Interstellar takes its place in the sci-fi canon
It’s not that hard a thing, capturing the vastness of space, and with it, the adventure of transcending our home planet: just look up. What is hard is capturing something bigger than that—the stars behind the stars, really. Interstellar, Christopher Nolan’s epic spacescape of a film, gets pretty close.
Interstellar takes the science fiction of its premise quite seriously. So seriously, in fact, the film is a solid three hours long. We are in it for the long haul, so dig in. Blights are decimating the planet’s food sources, one at a time. There’s less than a generation’s worth of time before everyone starves.
Matthew McConaughey is Cooper, a chiseled former NASA pilot who, like most of the world’s working people now, is a farmer. You know how serious the situation on Earth is because you have the conversations between Cooper and his father-in-law ( John Lithgow) that painstakingly draw out for us the movie’s moral lodestones. “We’re a caretaker generation,” he says to Cooper at one point. There are a handful of shots of Cooper sipping a beer and squinting his eyes as he looks up over his cornfields and at the hazy horizon.
The yarn spun for us is an improbable one involving ghosts inside gravity and Cooper finding a hidden space compound in the middle of nowhere. See, even though world governments gave up on space travel so as to focus on feeding the planet, somehow NASA survived (alright science!). They’re led by Professor Brand (Michael Caine in a perfect oxford shirt), and they’ve discovered a wormhole in our solar system. They sent 10 solo explorers through the wormhole so as to locate a new home for Earth. Three are pinging back good news, so it’s time for a bunch of scientist to go find them before it’s too late. They just need a pilot.
And so McConaughey joins a crew that includes Brand’s daughter (Anne Hathaway), and we’re off into the biggest space adventure story I’ve ever seen.
The pace of everything up to this point, and everthing that follows, is measured and calm. Every line, every scene is carefully crafted to bring the story along, one plot point at a time. It’s mechanical. McConaughey and Hathaway deliver solid acting performances that are ultimately tied down by the script itself. That’s too bad, since; again, the move is three hours long, more than enough time to flesh out memorable characters.
The flaw is easily forgotten, however, in the face of mind-bending graphics and spaceship sequences that are overwhelming and tragically beautiful. If nothing else, Nolan captures the Platonic silence of space.
When we’re watching ships docking or wormholes wormholing, more often than not the scenes begin with deep silence. The effect is almost monastic, reverential.
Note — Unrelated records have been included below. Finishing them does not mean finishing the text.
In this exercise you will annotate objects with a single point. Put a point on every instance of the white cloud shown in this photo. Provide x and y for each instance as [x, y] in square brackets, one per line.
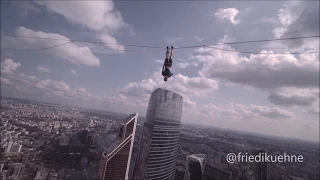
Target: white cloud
[5, 80]
[100, 16]
[173, 40]
[159, 61]
[183, 65]
[269, 70]
[295, 96]
[70, 52]
[198, 38]
[267, 20]
[9, 66]
[111, 42]
[196, 86]
[298, 18]
[97, 15]
[242, 112]
[227, 14]
[74, 72]
[43, 69]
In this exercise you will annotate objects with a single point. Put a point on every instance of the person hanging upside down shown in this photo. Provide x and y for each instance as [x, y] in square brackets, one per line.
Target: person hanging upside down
[167, 65]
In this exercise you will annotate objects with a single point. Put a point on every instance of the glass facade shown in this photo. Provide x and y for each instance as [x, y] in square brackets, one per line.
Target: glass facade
[159, 146]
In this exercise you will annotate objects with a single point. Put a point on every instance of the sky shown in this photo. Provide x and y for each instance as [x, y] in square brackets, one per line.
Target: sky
[273, 94]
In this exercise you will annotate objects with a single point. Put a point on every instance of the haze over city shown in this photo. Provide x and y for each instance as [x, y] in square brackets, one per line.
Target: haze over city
[273, 94]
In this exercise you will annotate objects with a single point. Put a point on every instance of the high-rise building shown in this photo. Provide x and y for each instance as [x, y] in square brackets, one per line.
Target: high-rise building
[214, 172]
[195, 167]
[8, 148]
[259, 170]
[158, 149]
[115, 161]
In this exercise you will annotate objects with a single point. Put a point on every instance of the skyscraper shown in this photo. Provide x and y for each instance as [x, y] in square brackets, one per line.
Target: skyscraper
[195, 167]
[115, 161]
[159, 144]
[259, 169]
Never has space felt as big as it does in Interstellar. Never has space felt so alone, either. The crew locates one of the original explorers, but the planet in question is so close to a black hole that time f lows vastly slower. One hour on that planet equals seven years in earth time. Something goes wrong, they take longer than they thought to return to their ship (which lay outside the black hole’s effect), and they find their remaining crew member Romilly with gray in his beard. The look on his face when he says “I thought you would never return” is chest-hollowing sad.
On Earth, everything is hidden beneath an enormous sepia smudge of dust, farms, trucks, and bureaucrats. There is little light and lesser saturation of warmth or color, and so the high-contrast angularity of space is that much more pronounced, that much more full of awe and gravity. And it is gravity that plays the most crucial role in the whole story. Nolan is completely committed to explaining the science behind everything, going so far as to have McConaughey explain the exact sequence of scientific plot points to a robot. That penultimate scene could be a live action rendering a scene from Futurama—and I mean that, mostly, in a good way.
Nolan’s film is epic in scope and limited in character development, but in the end the former trumps the latter. Interstellar is ambitious and gorgeous, the sort of film that leaves you with a different understanding of what makes a great space film and a greater appreciation for all that matter above our heads, impossibly out of reach.